I look around to make sure no one can hear, and lower my voice so that
I’m barely speaking. “Josh. Joshua Miller.”
“Oh my God! Are you serious?” she whispers, her smile stretching wide.
“How did this happen?”
“I don’t know, it just . . . happened. He asked me out.”
“Edy?” Mara’s smile suddenly contracts. “You don’t think it was him, do
you? Because if it was, then you definitely don’t want to go out with him,
right?”
“It wasn’t him.”
“Yeah, but how can you be sure?” she asks, rightfully suspicious.
“I’m positive,” I assure her, but she doesn’t look convinced.
“Edy, I’m worried now. You’re gonna be really careful, right?” she asks, her
voice trembling faintly. “Because he’s kind of from this whole different world.


He’s older. I mean, what if he’s expecting something, you know?”
“So what if he is?” I answer immediately. “I don’t know, maybe that
wouldn’t be such a bad thing.”
“Really?” she asks in disbelief. “But—but aren’t you afraid?”
“No,” I lie. I am afraid. But in this other way, I’m also more afraid of 
being
afraid. Afraid of not doing it too. Afraid that maybe I would be too afraid to
ever do it. That Kevin would continue to control me in these ways I had never
even dreamed of. And suddenly the thought of having someone else there in
place of him is something I required-wanted-needed, in the most severe of
ways. And I don’t really care who, anyone else at all will do. This guy, Josh,
he’s good enough. He did, after all, pick me a weed.
“Maybe the rumors aren’t such a lie after all,” I muse.

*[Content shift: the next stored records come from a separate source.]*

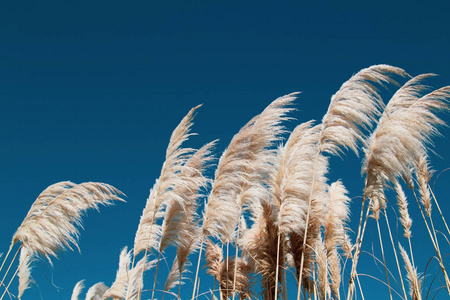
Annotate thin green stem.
[376,219,392,300]
[384,210,408,300]
[191,234,205,300]
[152,251,163,300]
[0,243,14,272]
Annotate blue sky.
[0,1,450,299]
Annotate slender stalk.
[376,220,392,300]
[152,251,163,300]
[211,276,217,299]
[274,231,281,300]
[177,270,183,299]
[0,245,22,292]
[0,266,20,300]
[233,206,242,300]
[384,210,408,299]
[408,237,416,268]
[413,190,450,295]
[347,198,370,300]
[356,274,364,300]
[0,245,24,300]
[296,151,320,300]
[225,242,230,298]
[191,234,205,300]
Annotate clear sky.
[0,0,450,300]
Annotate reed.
[0,65,450,300]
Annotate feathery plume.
[127,256,156,300]
[203,93,297,243]
[398,244,422,300]
[164,256,183,291]
[205,239,223,279]
[70,279,84,300]
[272,122,328,280]
[12,182,124,262]
[159,141,216,251]
[133,106,200,257]
[324,180,350,298]
[86,282,108,300]
[314,238,329,299]
[17,247,33,299]
[362,74,450,198]
[103,247,131,299]
[319,65,407,155]
[416,155,432,217]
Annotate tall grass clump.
[0,65,450,300]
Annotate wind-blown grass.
[0,65,450,300]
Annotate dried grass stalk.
[398,244,422,300]
[395,181,412,239]
[17,247,33,299]
[86,282,108,300]
[70,279,84,300]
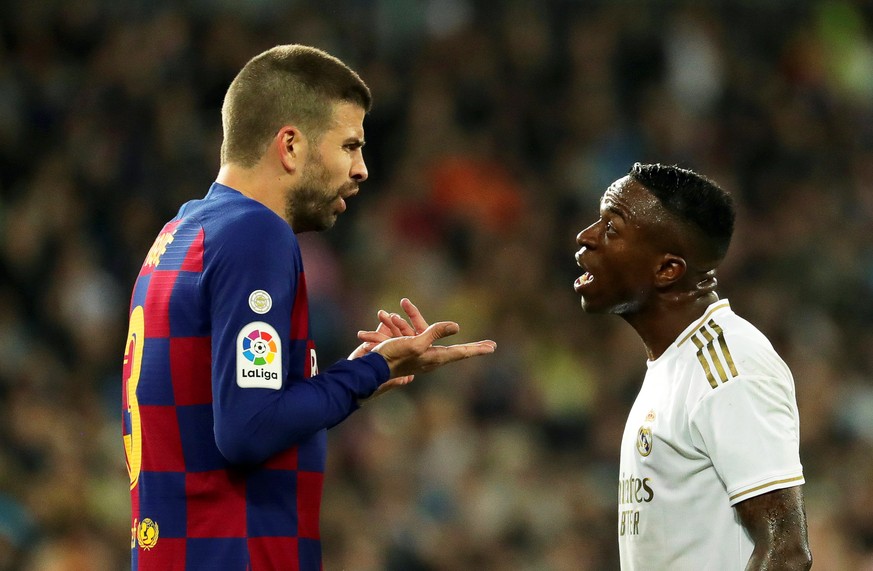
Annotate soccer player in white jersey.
[574,163,812,571]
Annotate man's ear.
[655,254,688,288]
[280,125,306,174]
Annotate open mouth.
[573,272,594,291]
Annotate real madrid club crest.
[637,410,655,456]
[136,517,158,551]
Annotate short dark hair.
[221,44,372,167]
[628,163,736,262]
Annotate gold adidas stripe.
[728,476,803,501]
[676,299,730,347]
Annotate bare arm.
[735,486,812,571]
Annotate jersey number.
[122,305,145,490]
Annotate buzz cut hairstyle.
[628,163,736,263]
[221,44,372,168]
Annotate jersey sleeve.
[202,209,389,463]
[690,375,804,505]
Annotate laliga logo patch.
[249,289,273,315]
[236,321,282,389]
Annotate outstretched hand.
[349,298,497,398]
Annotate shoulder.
[679,305,793,397]
[197,194,296,250]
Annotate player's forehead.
[325,101,366,141]
[600,176,663,222]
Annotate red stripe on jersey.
[291,272,309,340]
[170,337,212,405]
[297,472,324,539]
[181,228,204,272]
[136,540,186,571]
[143,271,179,338]
[185,470,246,537]
[264,446,297,470]
[248,537,300,571]
[139,405,185,472]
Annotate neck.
[622,292,718,361]
[215,164,285,222]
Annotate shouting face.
[285,103,368,232]
[573,177,665,315]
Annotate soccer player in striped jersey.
[122,45,495,571]
[574,163,812,571]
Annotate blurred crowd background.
[0,0,873,571]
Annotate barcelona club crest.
[136,518,158,551]
[637,426,654,456]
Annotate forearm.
[736,486,812,571]
[214,354,388,464]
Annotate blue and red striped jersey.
[122,183,389,571]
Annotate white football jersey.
[618,299,804,571]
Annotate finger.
[425,341,497,367]
[378,309,403,337]
[391,313,418,336]
[400,297,428,333]
[358,331,390,343]
[416,321,461,345]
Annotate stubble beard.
[285,156,343,232]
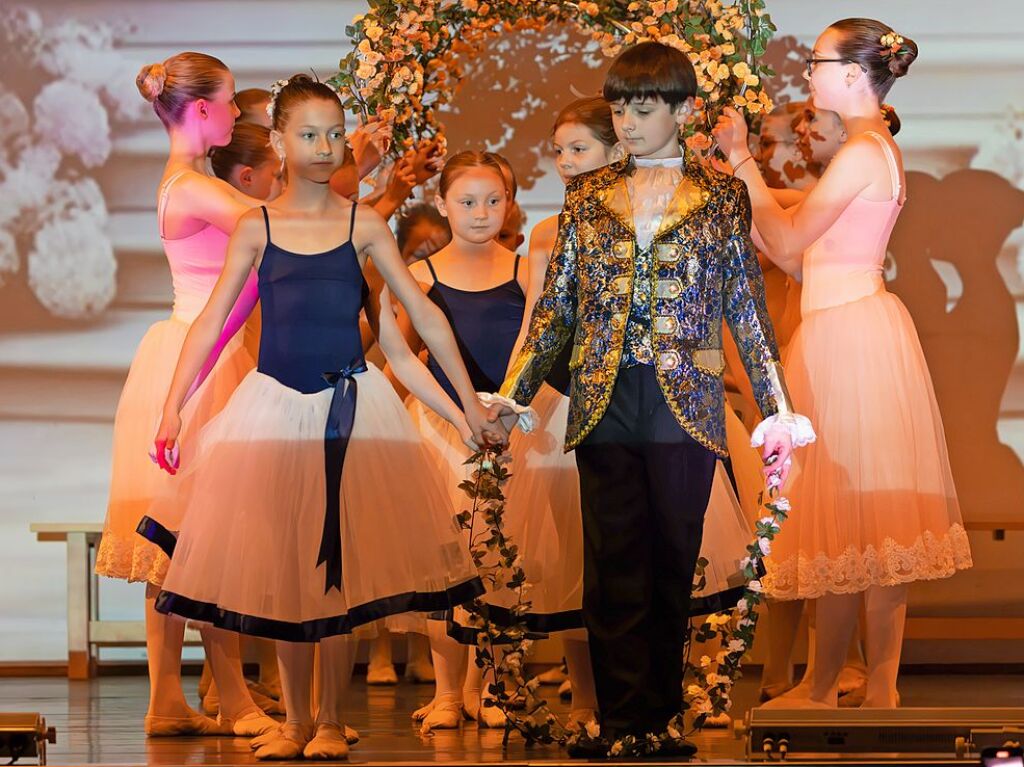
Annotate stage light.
[0,714,57,764]
[733,709,1024,767]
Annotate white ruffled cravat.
[627,157,683,251]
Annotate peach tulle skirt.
[158,366,482,641]
[765,290,972,599]
[96,317,254,586]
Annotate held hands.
[761,427,793,488]
[463,401,512,450]
[712,106,751,165]
[150,412,181,476]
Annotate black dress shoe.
[566,737,610,759]
[645,737,697,762]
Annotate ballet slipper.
[839,666,867,695]
[565,709,597,732]
[302,722,348,761]
[420,700,462,735]
[249,725,284,751]
[413,698,437,722]
[558,678,572,700]
[758,683,796,704]
[537,665,568,684]
[142,709,224,737]
[223,711,281,737]
[255,724,313,761]
[703,712,732,730]
[249,689,286,716]
[406,661,437,684]
[839,682,867,709]
[367,664,398,687]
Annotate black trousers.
[575,366,716,737]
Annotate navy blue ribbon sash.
[316,357,369,594]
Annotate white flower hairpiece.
[879,32,904,58]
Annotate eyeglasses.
[804,58,853,77]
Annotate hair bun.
[888,37,918,77]
[135,63,167,101]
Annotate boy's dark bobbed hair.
[603,43,697,109]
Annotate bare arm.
[355,206,505,444]
[506,216,558,375]
[378,287,472,443]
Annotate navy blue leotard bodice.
[426,256,526,408]
[257,205,368,394]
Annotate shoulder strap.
[157,170,188,240]
[259,205,270,240]
[348,202,356,242]
[866,130,902,200]
[423,256,437,283]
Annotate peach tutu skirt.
[96,317,254,586]
[407,384,754,626]
[765,290,972,599]
[157,366,483,641]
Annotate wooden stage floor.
[0,670,1024,765]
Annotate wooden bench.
[29,522,200,679]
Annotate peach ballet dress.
[765,133,972,599]
[96,171,255,586]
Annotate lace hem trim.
[764,523,973,599]
[95,531,171,586]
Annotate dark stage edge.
[0,670,1024,767]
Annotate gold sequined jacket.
[501,158,792,457]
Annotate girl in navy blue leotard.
[148,76,507,759]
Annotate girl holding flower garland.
[96,52,276,735]
[716,18,971,708]
[150,75,498,759]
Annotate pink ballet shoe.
[367,664,398,687]
[249,724,360,751]
[463,700,508,730]
[217,711,281,737]
[703,712,732,730]
[420,700,462,735]
[413,698,437,722]
[255,724,313,761]
[302,723,348,762]
[142,709,224,737]
[406,661,437,684]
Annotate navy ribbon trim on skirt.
[156,577,484,642]
[135,516,178,559]
[316,357,369,594]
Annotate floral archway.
[332,0,788,756]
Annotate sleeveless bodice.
[426,256,526,408]
[257,205,368,393]
[801,133,902,313]
[157,171,231,323]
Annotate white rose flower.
[0,229,20,288]
[33,80,111,168]
[29,213,117,318]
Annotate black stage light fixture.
[0,714,57,764]
[733,708,1024,767]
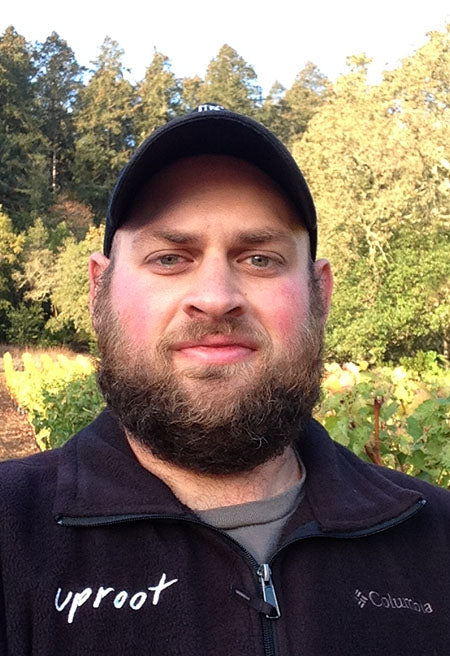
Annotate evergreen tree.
[133,52,180,143]
[258,81,290,144]
[0,27,48,228]
[283,62,331,145]
[179,75,204,114]
[199,44,261,116]
[35,32,82,196]
[73,37,134,221]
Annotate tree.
[179,75,204,114]
[258,81,289,144]
[199,44,261,116]
[73,37,134,221]
[34,32,82,196]
[133,51,180,143]
[0,26,48,229]
[294,29,450,360]
[283,62,331,145]
[0,206,24,339]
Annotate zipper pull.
[256,564,281,620]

“Shut up, Edy,” Mara says, her face completely straight. “Don’t you ever
say that again. That’s not true and you know it!”
“Sorry,” I tell her. She stares at me for a second too long, like she wants to
keep arguing the point, but she doesn’t. “I’m sorry,” I repeat.
“Edy, you have to be sure,” she says firmly. “If you’re going to do it—like
really, really sure. It’s not like you get to take it back if you—”
But I have to stop her. “Don’t worry, okay? Who knows if anything will
even happen?” I lie, trying to make her feel better.
“Oh God,” she moans, both horrified and delighted at even the possibility.
“Joshua Miller—that’s big. Like. Huge.”
I grin in spite of my fear, at the thought of things being different—the
thought of me being different. “Yeah, I guess it is.”